By: Justin Gick ’16
Assistant Editor in Chief
I had the opportunity to interview veteran Action News reporter Nora Muchanic. Ms. Muchanic shared that she was born and raised in New Jersey in a town called South Amboy. This is in Middlesex County. She had participated in the school newspaper from grammar school through college and always thought she was going to be a newspaper reporter. In her senior year at college, Ms. Muchanic had an internship at a local cable television station up in North Jersey. It was called Gateway Columbia. While there, they let her do stories and appear on the air. She was “learning while doing”. The station had one of their reporters leave for a New York job. Since it happened during her senior year of college, they asked her if she wanted to work full time. She was very excited. She made arrangements with her professors and finished out her college work and went right to her new reporting job. Ms. Muchanic told me she attended Ramapo College in North Jersey and graduated in 1979. I had also read that Ms. Muchanic worked for NJN, WHTM-TV in Harrisburg and WWAC- TV in Atlantic City as a reporter.
One day the station announced that they were going off the air for unknown reasons. There was a news director from Harrisburg Pennsylvania that was on vacation in Ocean City. He saw their last show on the air. He went to a phone booth and called the station to see if anybody wanted to come and talk to him about getting a job at his station. Ms. Muchanic can recall blowing the director off because she really wanted to go to Channel 6. She was really still young and not ready for them yet. After being out of work for a few months, she went back and talked to the news director and he hired her.
Ms. Muchanic was in Harrisburg for two years. She then moved onto New Jersey Network news where she covered Ted Kennedy in Atlantic City, hurricanes, and the Baby M trial (it was the first surrogate parent trial).
Ms. Muchanic was at NJN when Channel 6 New Jersey reporter, Phyllis Burke had left. She was stationed at the Trenton Bureau. Ms. Muchanic said that when you are out in the field you are working side by side with these people. So even when she was working for NJN she would still be covering stories with Channel 6 reporter, Cathy Gandolfo. She would also work with the people from Channel 10 and other stations. When Phyllis Burke left the Action News Trenton Bureau, her job became open and Ms. Muchanic applied for it. She thinks that Cathy Gandolfo and some of the photographers who knew her from out in the field, put in a good word for her, and she finally got the job!
Ms. Muchanic joined Action News in 1986 and technology has changed quite a bit since then. They went from video tapes to P2 cards and non linear editing. To switch to computer editing was probably the most stressful couple of months she had in her entire career at Channel 6. She exclaims it was a horror show because it was learning something brand new. Ms. Muchanic does almost all of her own editing. Actually, most reporters today do not do their own editing. Ms. Muchanic has worked with the same photographer for most of her career at Channel 6 which is also really unusual because most of the other reporters that work in Philadelphia will have a different photographer every time they go out. She has been riding around in the news van for 28 years.

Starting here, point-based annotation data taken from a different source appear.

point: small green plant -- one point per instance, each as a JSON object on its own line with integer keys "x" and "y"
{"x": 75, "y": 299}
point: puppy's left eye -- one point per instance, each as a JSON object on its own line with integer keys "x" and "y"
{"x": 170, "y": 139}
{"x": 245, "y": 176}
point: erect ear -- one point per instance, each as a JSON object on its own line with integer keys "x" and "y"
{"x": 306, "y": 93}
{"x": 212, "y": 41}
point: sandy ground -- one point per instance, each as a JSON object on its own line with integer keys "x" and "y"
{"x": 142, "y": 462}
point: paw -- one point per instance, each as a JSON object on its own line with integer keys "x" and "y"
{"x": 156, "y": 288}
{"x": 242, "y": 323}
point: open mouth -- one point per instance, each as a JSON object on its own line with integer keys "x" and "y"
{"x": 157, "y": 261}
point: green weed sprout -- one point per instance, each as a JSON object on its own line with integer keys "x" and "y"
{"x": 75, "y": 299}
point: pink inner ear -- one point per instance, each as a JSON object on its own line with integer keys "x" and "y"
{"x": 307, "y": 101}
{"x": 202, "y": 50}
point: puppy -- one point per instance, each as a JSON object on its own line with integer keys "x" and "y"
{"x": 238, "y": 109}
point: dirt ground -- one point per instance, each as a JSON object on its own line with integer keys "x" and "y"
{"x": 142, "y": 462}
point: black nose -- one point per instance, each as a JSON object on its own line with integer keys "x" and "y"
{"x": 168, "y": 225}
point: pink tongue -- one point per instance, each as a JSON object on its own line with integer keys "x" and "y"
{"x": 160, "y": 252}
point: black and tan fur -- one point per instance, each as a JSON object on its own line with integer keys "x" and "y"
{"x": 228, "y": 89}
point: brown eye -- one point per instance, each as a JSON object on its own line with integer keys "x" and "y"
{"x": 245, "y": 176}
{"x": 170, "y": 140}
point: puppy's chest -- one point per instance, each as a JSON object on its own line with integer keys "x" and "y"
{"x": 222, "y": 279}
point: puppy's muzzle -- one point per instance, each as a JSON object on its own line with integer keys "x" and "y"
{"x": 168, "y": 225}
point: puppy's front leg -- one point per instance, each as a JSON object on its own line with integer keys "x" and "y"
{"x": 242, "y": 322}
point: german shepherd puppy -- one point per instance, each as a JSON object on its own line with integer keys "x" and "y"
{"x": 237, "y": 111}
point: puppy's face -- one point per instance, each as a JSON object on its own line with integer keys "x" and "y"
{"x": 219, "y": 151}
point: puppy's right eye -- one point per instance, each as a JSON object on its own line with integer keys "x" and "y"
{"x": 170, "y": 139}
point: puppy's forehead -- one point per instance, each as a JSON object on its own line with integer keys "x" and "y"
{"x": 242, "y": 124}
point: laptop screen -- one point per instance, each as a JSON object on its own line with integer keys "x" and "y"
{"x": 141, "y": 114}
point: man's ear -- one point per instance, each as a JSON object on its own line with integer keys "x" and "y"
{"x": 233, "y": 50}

Next, I wanted to know what New Jersey Governors she has covered during her time at Action News. She said she can think all the way back to Brendan Byrne. She has a picture of her in the basement interviewing former Governor Brendan Byrne. It was in Atlantic City. He was Governor of New Jersey in the early 80’s. Ms. Muchanic has interviewed every NJ Governor since him.
Next, I wanted to know what goes through Ms. Muchanic’s head before she does a live shot. She said she thinks to herself, “I hope I do not mess up.” Even after thirty plus years, Ms. Muchanic still gets nervous for a live shot because there is always a possibility that you are going to mess up. If it is taped, you can control, fix, and put the pieces together. You can make it perfect. She said that unless it is breaking news, she usually does a live shot with a note pad in front of her in case she forgets. She can look down and jog her memory of what she wanted to say. It might be that you are going live for 20 seconds at the top and 20 seconds at the end of the story. She still fears forgetting what she is supposed to say.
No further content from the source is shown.